Questions to ask before accepting a meeting

What are we doing? What is the agenda for the meeting?

Avoid time-wasting meetings by not accepting invitations to meetings that don’t have a clear agenda.

Who else is coming?

Ask this question to ensure that the meeting is set at the right level for you and that the appropriate people are involved.

What can I do?

Find out why you’re being invited to the meeting. Make sure there is a good reason for you to attend.

What time?

Be strict with your time. Find out what time the meeting is set to start and finish. Make sure you are on time and if the meeting looks like going over, let people know that you’ll be leaving at the allocated finishing time.

Is it necessary?

Where possible, only attend for your section of the agenda.

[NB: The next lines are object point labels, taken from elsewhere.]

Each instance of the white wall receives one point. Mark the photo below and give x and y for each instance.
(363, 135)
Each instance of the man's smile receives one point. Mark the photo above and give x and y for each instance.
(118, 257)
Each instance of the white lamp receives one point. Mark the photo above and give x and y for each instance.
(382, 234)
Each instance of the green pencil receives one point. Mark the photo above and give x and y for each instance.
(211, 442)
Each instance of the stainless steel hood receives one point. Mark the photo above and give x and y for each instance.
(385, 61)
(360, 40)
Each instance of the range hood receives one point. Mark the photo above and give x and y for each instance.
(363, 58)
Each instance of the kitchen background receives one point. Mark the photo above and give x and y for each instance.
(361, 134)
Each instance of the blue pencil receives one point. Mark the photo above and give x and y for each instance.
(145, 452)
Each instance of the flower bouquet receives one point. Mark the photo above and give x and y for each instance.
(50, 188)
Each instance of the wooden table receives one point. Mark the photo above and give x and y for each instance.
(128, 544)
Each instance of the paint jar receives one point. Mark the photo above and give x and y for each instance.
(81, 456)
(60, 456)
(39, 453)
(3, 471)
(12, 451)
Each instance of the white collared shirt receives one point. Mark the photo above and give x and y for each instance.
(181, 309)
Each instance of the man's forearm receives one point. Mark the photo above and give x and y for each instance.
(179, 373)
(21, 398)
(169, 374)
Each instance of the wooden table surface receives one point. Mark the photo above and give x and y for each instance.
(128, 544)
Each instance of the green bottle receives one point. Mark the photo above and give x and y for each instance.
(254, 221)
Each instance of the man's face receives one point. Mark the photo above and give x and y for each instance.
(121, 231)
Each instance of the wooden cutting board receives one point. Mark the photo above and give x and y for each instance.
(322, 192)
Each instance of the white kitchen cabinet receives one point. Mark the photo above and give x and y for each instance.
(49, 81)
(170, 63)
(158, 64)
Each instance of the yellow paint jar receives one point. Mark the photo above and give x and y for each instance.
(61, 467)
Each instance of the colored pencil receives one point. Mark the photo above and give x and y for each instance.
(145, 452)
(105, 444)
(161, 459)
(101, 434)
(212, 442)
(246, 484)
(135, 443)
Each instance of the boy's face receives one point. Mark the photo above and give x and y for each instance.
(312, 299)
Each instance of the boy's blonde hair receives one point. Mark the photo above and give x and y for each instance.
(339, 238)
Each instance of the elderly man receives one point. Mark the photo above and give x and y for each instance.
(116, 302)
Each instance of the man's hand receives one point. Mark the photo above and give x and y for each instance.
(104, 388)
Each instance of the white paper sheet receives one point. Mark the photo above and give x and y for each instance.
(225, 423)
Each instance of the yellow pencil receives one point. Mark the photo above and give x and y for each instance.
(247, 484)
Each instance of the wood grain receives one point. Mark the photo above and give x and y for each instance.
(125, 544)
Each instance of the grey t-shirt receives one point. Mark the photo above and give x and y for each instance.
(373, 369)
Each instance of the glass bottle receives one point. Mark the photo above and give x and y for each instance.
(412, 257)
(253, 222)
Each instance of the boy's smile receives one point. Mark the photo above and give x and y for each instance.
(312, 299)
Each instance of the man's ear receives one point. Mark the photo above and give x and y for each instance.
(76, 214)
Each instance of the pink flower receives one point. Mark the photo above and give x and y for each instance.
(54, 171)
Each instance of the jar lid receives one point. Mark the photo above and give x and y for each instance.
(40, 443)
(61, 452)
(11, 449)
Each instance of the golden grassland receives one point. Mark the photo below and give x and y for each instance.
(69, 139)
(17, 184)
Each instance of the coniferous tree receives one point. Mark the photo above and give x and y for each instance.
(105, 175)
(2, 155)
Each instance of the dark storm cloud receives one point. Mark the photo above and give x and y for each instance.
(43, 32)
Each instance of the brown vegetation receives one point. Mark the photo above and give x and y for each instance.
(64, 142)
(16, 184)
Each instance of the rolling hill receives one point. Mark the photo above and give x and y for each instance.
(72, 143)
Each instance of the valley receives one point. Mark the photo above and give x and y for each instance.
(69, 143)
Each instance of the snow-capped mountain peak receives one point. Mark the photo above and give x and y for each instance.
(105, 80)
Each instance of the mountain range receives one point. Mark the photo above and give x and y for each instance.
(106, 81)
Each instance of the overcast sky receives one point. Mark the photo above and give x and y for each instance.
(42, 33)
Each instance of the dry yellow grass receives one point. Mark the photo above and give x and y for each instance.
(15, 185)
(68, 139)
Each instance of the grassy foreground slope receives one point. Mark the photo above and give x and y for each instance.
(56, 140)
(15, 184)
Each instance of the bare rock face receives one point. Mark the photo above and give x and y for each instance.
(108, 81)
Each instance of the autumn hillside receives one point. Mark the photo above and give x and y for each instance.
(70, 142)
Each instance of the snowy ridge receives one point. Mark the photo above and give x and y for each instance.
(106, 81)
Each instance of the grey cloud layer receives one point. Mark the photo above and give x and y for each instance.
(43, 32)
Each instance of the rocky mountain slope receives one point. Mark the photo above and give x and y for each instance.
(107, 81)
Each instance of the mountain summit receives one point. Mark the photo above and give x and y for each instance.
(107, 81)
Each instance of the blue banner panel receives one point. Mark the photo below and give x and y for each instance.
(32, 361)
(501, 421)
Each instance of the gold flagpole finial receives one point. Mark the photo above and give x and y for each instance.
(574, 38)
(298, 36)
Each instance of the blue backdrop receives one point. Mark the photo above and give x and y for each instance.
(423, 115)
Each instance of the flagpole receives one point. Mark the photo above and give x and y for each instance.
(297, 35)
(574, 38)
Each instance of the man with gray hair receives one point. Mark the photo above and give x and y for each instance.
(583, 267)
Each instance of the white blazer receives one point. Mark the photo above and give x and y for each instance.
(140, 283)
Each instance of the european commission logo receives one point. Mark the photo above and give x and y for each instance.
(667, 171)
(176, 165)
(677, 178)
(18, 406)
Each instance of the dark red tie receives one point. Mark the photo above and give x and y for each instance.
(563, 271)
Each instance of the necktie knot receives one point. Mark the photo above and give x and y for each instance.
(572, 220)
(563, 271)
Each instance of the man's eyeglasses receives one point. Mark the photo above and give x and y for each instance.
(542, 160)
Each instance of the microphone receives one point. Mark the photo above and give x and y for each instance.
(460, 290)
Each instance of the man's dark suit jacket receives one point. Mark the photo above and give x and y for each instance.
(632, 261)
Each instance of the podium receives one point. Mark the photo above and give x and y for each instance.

Don’t sit through unnecessary meeting discussions waiting to get to the part that concerns you.

What’s required?

Find out what you need to prepare beforehand. If you don’t need to prepare anything, be sure you are clear about why your presence is necessary.

Where is it?

Ask for clear instructions including the address, floor number and meeting room number to avoid wasting time looking for the meeting venue. If possible, get a contact phone number you can call if you are delayed or having trouble finding the location.

Can we teleconference?

It’s not always necessary to be there in person – could you save the travel time and teleconference instead?

What’s next?

At the end of the meeting (or at the end of the section you’re staying for) find out when minutes and action plans will be available.